A frist extraction is made by soaking the leaves for a day or more in water. Through this first process, a substance called stevioside is extracted. During a second process, the RebA is then extracted. While the stevioside have up to 150 times the sweetness of sugar, the RebA has over 350 times the sweetness of sugar, however no effect on blood glucose and no liquorice aftertaste.
In terms of pureness, the percentage usually reported on the product, e.g. 97%, is the net extract of the impurity of the plant (clorofill, parts of the plant, etc) that are impossible to eliminate from the process. Pureness above 97% it is very likely to be obtained through a chemical and industrial process.

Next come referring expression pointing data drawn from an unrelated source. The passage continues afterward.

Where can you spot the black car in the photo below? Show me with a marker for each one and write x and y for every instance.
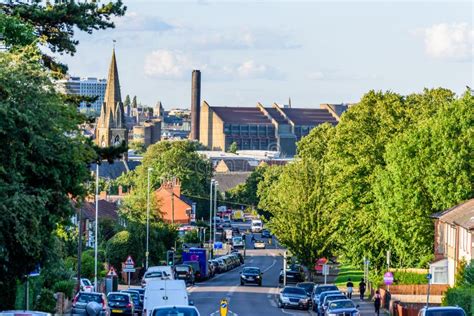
(294, 274)
(251, 275)
(185, 272)
(120, 303)
(137, 302)
(308, 287)
(81, 300)
(292, 296)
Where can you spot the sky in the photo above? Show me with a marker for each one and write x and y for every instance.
(268, 51)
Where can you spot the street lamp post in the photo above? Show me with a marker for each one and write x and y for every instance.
(216, 183)
(210, 212)
(147, 219)
(96, 238)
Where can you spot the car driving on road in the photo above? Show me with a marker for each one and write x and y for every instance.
(251, 275)
(342, 307)
(292, 296)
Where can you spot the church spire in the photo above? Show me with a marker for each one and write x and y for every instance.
(112, 92)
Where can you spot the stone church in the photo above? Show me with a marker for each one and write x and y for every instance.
(111, 129)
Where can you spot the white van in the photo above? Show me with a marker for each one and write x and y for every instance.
(256, 226)
(164, 293)
(158, 272)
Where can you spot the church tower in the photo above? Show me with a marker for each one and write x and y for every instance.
(111, 129)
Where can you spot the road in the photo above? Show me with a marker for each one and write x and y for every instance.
(249, 299)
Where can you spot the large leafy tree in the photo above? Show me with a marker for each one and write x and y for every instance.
(297, 200)
(55, 24)
(428, 169)
(169, 159)
(43, 165)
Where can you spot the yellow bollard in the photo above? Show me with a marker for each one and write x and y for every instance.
(224, 307)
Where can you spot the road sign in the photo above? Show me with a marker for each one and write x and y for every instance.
(388, 278)
(325, 269)
(35, 272)
(129, 262)
(224, 307)
(112, 272)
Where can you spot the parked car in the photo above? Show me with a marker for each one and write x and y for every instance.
(308, 287)
(196, 268)
(81, 300)
(86, 285)
(161, 293)
(259, 244)
(343, 307)
(237, 242)
(251, 275)
(185, 272)
(137, 301)
(327, 300)
(158, 272)
(442, 311)
(292, 296)
(320, 288)
(294, 274)
(266, 234)
(176, 310)
(319, 302)
(121, 303)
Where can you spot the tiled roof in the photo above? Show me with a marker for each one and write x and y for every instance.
(309, 117)
(106, 210)
(116, 169)
(230, 180)
(241, 115)
(276, 115)
(462, 215)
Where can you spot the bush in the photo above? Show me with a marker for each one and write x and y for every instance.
(405, 277)
(46, 301)
(462, 297)
(65, 286)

To clarify, these impurities will not compromise the quality nor the taste of the Stevia.
The Stevia RebA sold in our shop is grown in Tuscany, by Sant'Egle. Everything they do is 100% certified organic, vegan, following a biodynamic growth cycle. Their farm is also one of the most beautiful places you will ever visit.

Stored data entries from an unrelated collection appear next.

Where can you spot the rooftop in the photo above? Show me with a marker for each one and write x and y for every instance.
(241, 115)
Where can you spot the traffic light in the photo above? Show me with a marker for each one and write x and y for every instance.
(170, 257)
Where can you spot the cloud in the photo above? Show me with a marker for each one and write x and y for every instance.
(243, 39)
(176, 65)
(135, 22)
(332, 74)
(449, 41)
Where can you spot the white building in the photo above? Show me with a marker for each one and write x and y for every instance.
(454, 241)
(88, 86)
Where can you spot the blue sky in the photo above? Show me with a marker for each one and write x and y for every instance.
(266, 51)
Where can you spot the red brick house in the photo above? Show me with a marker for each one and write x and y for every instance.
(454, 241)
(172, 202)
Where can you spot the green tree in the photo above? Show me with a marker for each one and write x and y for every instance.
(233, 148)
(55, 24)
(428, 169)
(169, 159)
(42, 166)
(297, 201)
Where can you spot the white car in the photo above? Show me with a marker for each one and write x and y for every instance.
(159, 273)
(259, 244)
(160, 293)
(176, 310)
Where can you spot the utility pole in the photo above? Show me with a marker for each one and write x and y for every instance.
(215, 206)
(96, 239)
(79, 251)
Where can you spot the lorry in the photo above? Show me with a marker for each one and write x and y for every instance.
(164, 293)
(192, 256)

How to use it? Well, being a sugar substitute has a number of applications. Coffee, tea, cakes, jam, shakes, anything you can think of. Be mindful in your baking though: sugar has a role in the volume not only in the taste. Here's a quick and simple recipe for you.
Butter cookies with Stevia, thanks to our friend at Sant'Egle.
100g Butter at room temperature
90 drops of liquid Organic Stevia RebA
10 drops of organic liquid Vanilla
Mix the butter with the stevia. Add the egg, flour, vanilla and lemon zest (also a little bit of water if the dough is too thick). Rest in the fridge for 30 minutes.
Remove from the fridge, then roll the dough flat, 1.5/2cm thick. Cut with your favourite cookie shape.
Place on a baking paper, then bake in the oven at 200°C for 15 minutes, or till brown.
Enjoy with a cup of tea and some Sant'Egle Stevia Apricot Jam.